How many friends would a writer need to buy their books to get on Amazon Author Rank page?
Amazon says it’s Amazon Author Rank pages are based on hourly sales. The New Times Best Seller list seems based on weekly sales. We don’t know if Amazon is basing their rankings on hourly total sales, or the weekly sales looked at hourly. So I’m speculating here. I sorely wished Amazon gave the actual number of books sold. That would be fascinating.
Let’s say there are 730 hours in a month on average. If a book sells a million copies in one month, it’s selling at 1370 books an hour.
There is 168 hours in a week, so if a book sells a million copies in one week, then it’s selling 5,952 copies an hour.
It would be very expensive to manipulate the Author Rank page if books are selling that fast. However, few books sell in the millions.
Let’s drop down into the Science Fiction Author section for books, not Kindle sales, where we see many less famous authors, and book sales are less furious. Would it be possible to affect the Author Rank at this level?
My favorite science fiction author is Robert. A. Heinlein. He’s currently #34 on this list (#36 when I started writing). How many books would we have to buy in one hour to bump him to the #25 spot? Heinlein has been dead for a long time, so it’s surprising his continual sales are so high.
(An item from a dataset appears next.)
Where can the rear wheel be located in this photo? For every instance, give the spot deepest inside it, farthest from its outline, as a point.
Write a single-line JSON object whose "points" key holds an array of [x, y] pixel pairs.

How successful is #34 on this list? Amazon represents book sales for all of America. So in any given hour how many people think, “Wow, I’m in the mood for a Heinlein book?” What if that number is 25 books? That’s a rate of 219,000 books a year. If he sold 100 an hour that would be 876,000 books. Remember, these rankings are based on sales of all books sold by the author. My guess is Heinlein sells between 25-100 books an hour. That’s just a hunch.
And what if the #25 position author sold just 50 books to get to that position? If I could talk 25 people into buying Heinlein books Saturday morning at 10am Eastern time, would his sales rank jump in the 11 o’clock hour to #25?
Maybe the #25 position is selling 100-400 books an hour – too many to manipulate easily, but almost any news about Heinlein on TV, or in magazines, or even on the Internet, could sell that many books.
Let’s imagine Heinlein is profiled on CBS Sunday Morning. This won’t happen, but it might for a newer science fiction writer. Such a lucky bit of press could send her to the top of the Science Fiction list for Authors, or even put her on the main Author Rank list.
The current author at the bottom of the Science Fiction Author Rank page is Mark Kalina with a single 99 cent ebook, Hegemony. It shouldn’t even be on this list because I picked the Books list rather than the Kindle list, however, there he is with a single self published novel.
I’m thinking it doesn’t take too many book sales to get on this list, but it takes a lot of sales to get near the top.
I’m curious why Lois McMaster Bujold is at #63. Bujold is a very popular writer with many award winning books in print. Sales of all those books add to her Author Rank sales totals. So why are many unknown writers selling Kindle books beating Bujold in the rankings? My only guess is science fiction sells very few books per hour. So an ebook author selling several $1.99 titles out sells a major author selling many physical books from $7.99 to $25.
I really can’t believe Heinlein is outselling Bujold. I hear far more people talk about reading Bujold than Heinlein.
Either that, or Amazon Author Rank Beta isn’t working very well.
Selling ebooks cheap must be big business. It might also imply that the science fiction book marketplace is very tiny.
Does this mean selling $1.99 ebooks leads to more fame and profit than selling physically printed books that sell for much more money per copy?
I really wished Amazon would put the total sales with the rank numbers. Like:
Robert A. Heinlein #34 (127 books sold from 27 titles, for $13,750)
JWH – 10/15/12
Hey, Jim,
I see that it’s updated hourly but does that also mean the rank is based on the amount sold in the last hour? I mean you could update a list hourly but still base the rank on sales in the last 6 hours of 12 hours or 24 hours.
Steam does an interesting thing. Their top sellers chart is based on the gross dollars made by a title not the number of units sold. So a $5 title selling 10 copies could go toe-to-toe with every $50 title selling one copy.
That gross dollars (per unit of time) is *really* how I’d like to see Amazon do their book rankings and (now) author rankings. And for all I know they are doing it that way.
I wish they would give you the option to drill down further into the list. I don’t need to see the same 100 names every time I take a look at that chart. I’d like to see authors 101-200 or 501-600.